Libraries for Biological Data Visualization
Data visualization is an essential part of the process for being able to explore data and communicate results. To make data visualization more easier and powerful, many new Python data visualization libraries have been created in the past few years, such as:
Pandas - a data manipulation library - most of its functionality concentrates on sorting, filtering, cleaning and transforming data. Pandas is useful for all sorts of data manipulation tasks, from very simple things like dealing with missing data to tricky things like reshaping multidimensional data and resampling time series data. We can also use pandas to create simple charts, but that's not its main purpose.
Vispy - is targeted to visualise very large datasets. Vispy is designed to take advantage of modern graphics cards. A glance at the gallery page will illustrate how it is different from matplotlib; examples taken mainly from mathematics and physics with no conventional charts. To sum-up, this library is least likely to be useful in biology.
Matplotlib - a general purpose plotting library which is a fairly low level library - means that it gives a great deal of control over plots, and allows to make all sorts of exotic chart types, but requires a fair amount of code to do so. It provides various built-in functions for creating common chart types, but also allows drawing directly with primitive shapes (circles, lines etc.). It also works for making animations. Many other tools rely on matplotlib; for example, both pandas and seaborn actually use matplotlib internally to draw their charts.
Seaborn - provides “statistical data visualisation”, means that it's very good at looking at distributions of things and relationships between values. Seaborn provides good visualisation practise, i.e., styles are very clear and colour schemes are easy to interpret. It also has nice implementations of some slightly unusual chart types, i.e., heatmaps, violin plots and hexbin plots are often useful when dealing with genome-scale biological data. It also provides an amazing implementation of "factor plots" to observe how relationships differ between various categories (e.g. male vs female specimens, or normal vs. diseased cells).
Pygal - a high level library, having two specific aims:
a. To create charts in scalable vector graphics (SVG) format, and
b. To have a very simple interface.
SVG graphics have several nice properties: easy editing with other tools, scaling the object to any size without blur and adding cool interactive features like tooltips.

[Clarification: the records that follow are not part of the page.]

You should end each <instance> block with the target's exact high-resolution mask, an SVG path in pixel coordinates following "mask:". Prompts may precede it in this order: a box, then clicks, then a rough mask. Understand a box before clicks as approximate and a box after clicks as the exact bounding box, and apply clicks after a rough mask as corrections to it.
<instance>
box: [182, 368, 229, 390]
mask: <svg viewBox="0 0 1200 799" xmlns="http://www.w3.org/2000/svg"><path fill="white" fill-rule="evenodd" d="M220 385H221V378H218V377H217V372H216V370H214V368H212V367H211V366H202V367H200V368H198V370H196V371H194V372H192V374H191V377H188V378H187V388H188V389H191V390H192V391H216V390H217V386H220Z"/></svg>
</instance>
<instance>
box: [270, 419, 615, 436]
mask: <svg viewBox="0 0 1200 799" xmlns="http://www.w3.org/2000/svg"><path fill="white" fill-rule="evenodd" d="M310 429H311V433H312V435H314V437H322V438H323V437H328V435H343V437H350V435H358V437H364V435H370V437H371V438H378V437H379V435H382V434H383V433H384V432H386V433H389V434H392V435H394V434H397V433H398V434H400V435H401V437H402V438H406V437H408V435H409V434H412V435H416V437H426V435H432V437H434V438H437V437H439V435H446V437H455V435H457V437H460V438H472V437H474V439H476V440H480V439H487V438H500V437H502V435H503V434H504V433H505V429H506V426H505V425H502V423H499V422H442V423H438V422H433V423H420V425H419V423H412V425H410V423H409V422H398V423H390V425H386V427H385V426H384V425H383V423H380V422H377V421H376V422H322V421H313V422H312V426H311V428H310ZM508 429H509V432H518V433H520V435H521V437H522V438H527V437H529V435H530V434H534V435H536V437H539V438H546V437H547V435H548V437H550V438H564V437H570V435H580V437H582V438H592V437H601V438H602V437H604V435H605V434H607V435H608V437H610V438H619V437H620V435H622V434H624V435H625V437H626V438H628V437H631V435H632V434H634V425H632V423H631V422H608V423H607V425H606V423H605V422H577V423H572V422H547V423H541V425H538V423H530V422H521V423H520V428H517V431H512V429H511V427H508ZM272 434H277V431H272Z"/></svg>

As long as the interface is concerned, pygal is the opposite of matplotlib, i.e., it's a high level charting library - it makes it very easy to draw a plot, but makes it harder to have complete control over the way it looks or to make custom graphics.
Just like Python, R-language also provides various libraries to visualize and analyze the biological datasets in a more interactive and comprehensive manner. Here is a brief description about some the data visualization libraries provided by R:
ggplot2 - can create data visualizations such as bar charts, pie charts, histograms, scatterplots, error charts, etc. by using high-level API. It is a visualization library of R, that allows us to add different types of data visualization components or layers in a single visualization.
Esquisse - allows you to create detailed data visualizations using the ggplot2 package. It helps in creating all sorts of scatter plots, histograms, line charts, bar charts, pie charts, error bars, box plots, multiple axes, sparklines, dendrograms, 3-D charts, etc. and also export these graphs. Esquisse is such a famous and easily used data visualization tool because of its drag and drops ability that makes it popular even among beginners.